Home

Awesome

BLOOM 🌸 Inference in JAX

Structure

CPU Host: as defined in TPU manager

TPU Host: as defined in Host worker

ray: distributes load from CPU host -> TPU hosts

Example usage: run.py

Setting Up a TPU-Manager

The TPU hosts are managed by a single TPU manager. This TPU manager takes the form of a single CPU device.

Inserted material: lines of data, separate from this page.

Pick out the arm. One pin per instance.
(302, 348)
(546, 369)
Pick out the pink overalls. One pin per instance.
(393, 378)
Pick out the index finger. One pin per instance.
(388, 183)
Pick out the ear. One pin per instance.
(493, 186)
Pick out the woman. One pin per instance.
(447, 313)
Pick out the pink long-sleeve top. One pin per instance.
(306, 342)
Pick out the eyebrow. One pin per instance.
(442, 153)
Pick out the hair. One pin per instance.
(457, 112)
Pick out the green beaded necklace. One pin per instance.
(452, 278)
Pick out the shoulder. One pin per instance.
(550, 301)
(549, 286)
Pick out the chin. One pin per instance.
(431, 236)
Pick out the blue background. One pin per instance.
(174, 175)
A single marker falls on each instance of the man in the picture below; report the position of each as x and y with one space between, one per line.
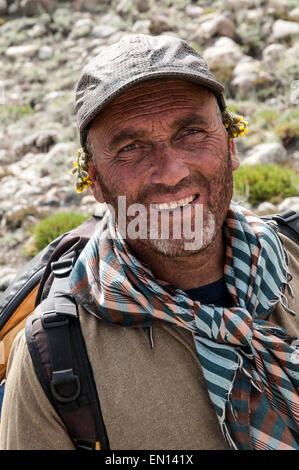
216 373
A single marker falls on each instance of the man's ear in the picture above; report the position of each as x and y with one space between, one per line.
95 187
233 155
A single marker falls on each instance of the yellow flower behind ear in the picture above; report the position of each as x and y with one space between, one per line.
81 169
235 125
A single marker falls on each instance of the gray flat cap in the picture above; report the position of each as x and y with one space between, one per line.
134 59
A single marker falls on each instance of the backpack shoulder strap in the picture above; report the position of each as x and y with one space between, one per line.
60 359
287 223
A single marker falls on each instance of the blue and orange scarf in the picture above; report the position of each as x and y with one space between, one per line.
249 363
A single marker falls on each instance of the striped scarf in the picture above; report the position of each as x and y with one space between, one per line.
249 363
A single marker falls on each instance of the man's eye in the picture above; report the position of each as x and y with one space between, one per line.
129 147
192 131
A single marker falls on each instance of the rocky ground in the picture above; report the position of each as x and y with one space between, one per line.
251 45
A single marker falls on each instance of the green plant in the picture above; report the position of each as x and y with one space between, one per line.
259 183
15 112
52 227
265 117
287 127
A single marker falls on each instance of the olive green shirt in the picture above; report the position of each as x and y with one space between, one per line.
150 398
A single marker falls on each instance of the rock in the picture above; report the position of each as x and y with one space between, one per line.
141 27
214 24
266 208
28 50
35 7
38 31
124 7
41 141
247 75
277 6
224 53
294 14
142 5
159 23
93 6
45 53
81 28
273 53
30 7
194 10
3 7
282 29
291 203
241 4
103 31
263 154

First, create a CPU VM in the same region as that of the TPU pod. This is important to enable the TPU manager to communicate with the TPU hosts. A suitable device config is as follows:

  1. Region & Zone: TO MATCH TPU ZONE
  2. Machine type: c2-standard-8
  3. CPU platform: Intel Cascade Lake
  4. Boot disk: 256GB balanced persistent disk

SSH into the CPU and set-up a Python environment with the same Python version as that of the TPUs. The default TPU Python version is 3.8.10. You should ensure the Python version of th CPU matches this.

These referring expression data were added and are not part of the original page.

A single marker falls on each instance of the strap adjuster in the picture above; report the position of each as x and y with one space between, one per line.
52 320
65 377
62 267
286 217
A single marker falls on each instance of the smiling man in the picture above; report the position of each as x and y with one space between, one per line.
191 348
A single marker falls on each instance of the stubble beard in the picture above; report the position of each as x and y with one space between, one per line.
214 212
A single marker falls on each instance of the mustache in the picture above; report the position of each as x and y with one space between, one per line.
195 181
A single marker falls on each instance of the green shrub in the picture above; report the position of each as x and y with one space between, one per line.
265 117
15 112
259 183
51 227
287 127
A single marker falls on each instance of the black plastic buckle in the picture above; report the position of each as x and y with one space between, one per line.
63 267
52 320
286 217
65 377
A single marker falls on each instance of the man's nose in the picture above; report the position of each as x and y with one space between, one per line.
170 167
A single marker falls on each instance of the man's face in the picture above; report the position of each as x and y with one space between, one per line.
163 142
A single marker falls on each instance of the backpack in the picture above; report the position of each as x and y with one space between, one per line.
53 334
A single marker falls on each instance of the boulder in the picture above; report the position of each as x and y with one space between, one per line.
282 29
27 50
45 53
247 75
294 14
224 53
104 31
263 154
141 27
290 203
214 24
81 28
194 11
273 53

python3.8 -m venv /path/to/venv

If the above does not work, run the following and then repeat:

sudo apt-get update
sudo apt-get install python3-venv

Activate Python env:

source /path/to/venv/bin/activate

Check Python version is 3.8.10:

python --version

Clone the repository and install requirements:

git clone https://github.com/huggingface/bloom-jax-inference.git
cd bloom-jax-inference
pip install -r requirements.txt

Authenticate gcloud, which will require copy-and-pasting a command into a terminal window on a machine with a browser installed:

gcloud auth login

Now SSH into one of the workers. This will generate an SSH key:

gcloud alpha compute tpus tpu-vm ssh patrick-tpu-v3-32 --zone europe-west4-a --worker 0

Logout of the TPU worker:

logout

You should now be back in the CPU host.